La recomposición del gabinete de gobierno haitiano por el presidente Ariel Henry, incluyendo el merecido despido de su anti-dominicano canciller Claude Joseph, sospechoso en el asesinato de Jovenel Moïse, provoca tenues esperanzas.
Algunos creen que una nueva Constitución o elecciones podrían significar la salvación de ese país inviable.

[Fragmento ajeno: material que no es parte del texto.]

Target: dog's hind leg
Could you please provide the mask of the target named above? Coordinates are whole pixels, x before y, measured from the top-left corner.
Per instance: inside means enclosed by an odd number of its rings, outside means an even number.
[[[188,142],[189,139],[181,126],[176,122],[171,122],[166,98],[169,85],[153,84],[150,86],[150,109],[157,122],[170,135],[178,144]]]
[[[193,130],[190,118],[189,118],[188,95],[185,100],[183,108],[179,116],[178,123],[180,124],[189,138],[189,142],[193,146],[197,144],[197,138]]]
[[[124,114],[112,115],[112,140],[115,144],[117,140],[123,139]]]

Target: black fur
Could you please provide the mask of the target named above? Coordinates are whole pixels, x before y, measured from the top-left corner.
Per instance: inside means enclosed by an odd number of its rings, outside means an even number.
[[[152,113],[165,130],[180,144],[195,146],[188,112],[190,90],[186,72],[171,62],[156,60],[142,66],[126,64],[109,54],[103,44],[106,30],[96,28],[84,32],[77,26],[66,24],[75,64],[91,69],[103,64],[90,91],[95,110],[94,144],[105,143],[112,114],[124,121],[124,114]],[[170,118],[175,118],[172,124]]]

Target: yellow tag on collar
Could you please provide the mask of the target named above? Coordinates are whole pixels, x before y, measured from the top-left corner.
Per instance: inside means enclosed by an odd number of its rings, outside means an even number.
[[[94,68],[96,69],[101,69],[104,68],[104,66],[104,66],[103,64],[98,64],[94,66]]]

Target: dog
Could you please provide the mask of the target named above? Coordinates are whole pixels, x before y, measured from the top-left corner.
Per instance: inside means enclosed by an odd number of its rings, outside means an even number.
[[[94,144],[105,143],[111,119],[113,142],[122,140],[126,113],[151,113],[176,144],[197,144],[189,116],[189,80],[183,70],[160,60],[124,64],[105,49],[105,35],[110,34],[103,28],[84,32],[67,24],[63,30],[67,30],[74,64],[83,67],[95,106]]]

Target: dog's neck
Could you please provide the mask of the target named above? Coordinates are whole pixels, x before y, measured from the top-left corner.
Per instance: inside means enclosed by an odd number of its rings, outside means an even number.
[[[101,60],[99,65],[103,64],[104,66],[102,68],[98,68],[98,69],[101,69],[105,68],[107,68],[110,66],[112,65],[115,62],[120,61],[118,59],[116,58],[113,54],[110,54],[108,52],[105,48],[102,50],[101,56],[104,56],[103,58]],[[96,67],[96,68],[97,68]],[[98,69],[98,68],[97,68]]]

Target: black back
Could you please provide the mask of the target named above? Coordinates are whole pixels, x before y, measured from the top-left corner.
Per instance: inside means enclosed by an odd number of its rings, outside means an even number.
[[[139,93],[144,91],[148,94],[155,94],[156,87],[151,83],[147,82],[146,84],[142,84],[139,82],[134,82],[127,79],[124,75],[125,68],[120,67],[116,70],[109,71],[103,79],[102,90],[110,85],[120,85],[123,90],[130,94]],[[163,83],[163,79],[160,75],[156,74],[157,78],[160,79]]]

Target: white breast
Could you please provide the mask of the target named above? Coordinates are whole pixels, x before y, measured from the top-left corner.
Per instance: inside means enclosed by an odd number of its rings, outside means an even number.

Con Puerto Príncipe como capital mundial del secuestro de estadounidenses, bandas controlando el territorio, la comunidad internacional desentendida y harta de la incapacidad y rapacidad de los líderes haitianos, dudo que algún milagro esté próximo. Nunca habrá suficiente ayuda humanitaria, apoyo foráneo a sus incapaces policías, fiscales y jueces, para impulsar los cambios que a gritos piden sus oprimidos y depauperados habitantes.
Para instaurar un orden constitucional democrático, hay que actuar militarmente, imponer orden legal, controlar y pacificar el territorio, destruir las mafias arriba y abajo. Luego, construir la institucionalidad. Haití es una tela podrida a punto del deshilache. No coge parches ni zurcidos. Para salvar de sí mismos a ricos y pobres, Haití debe ser intervenido por la comunidad internacional, cuanto antes y más contundentemente, mejor.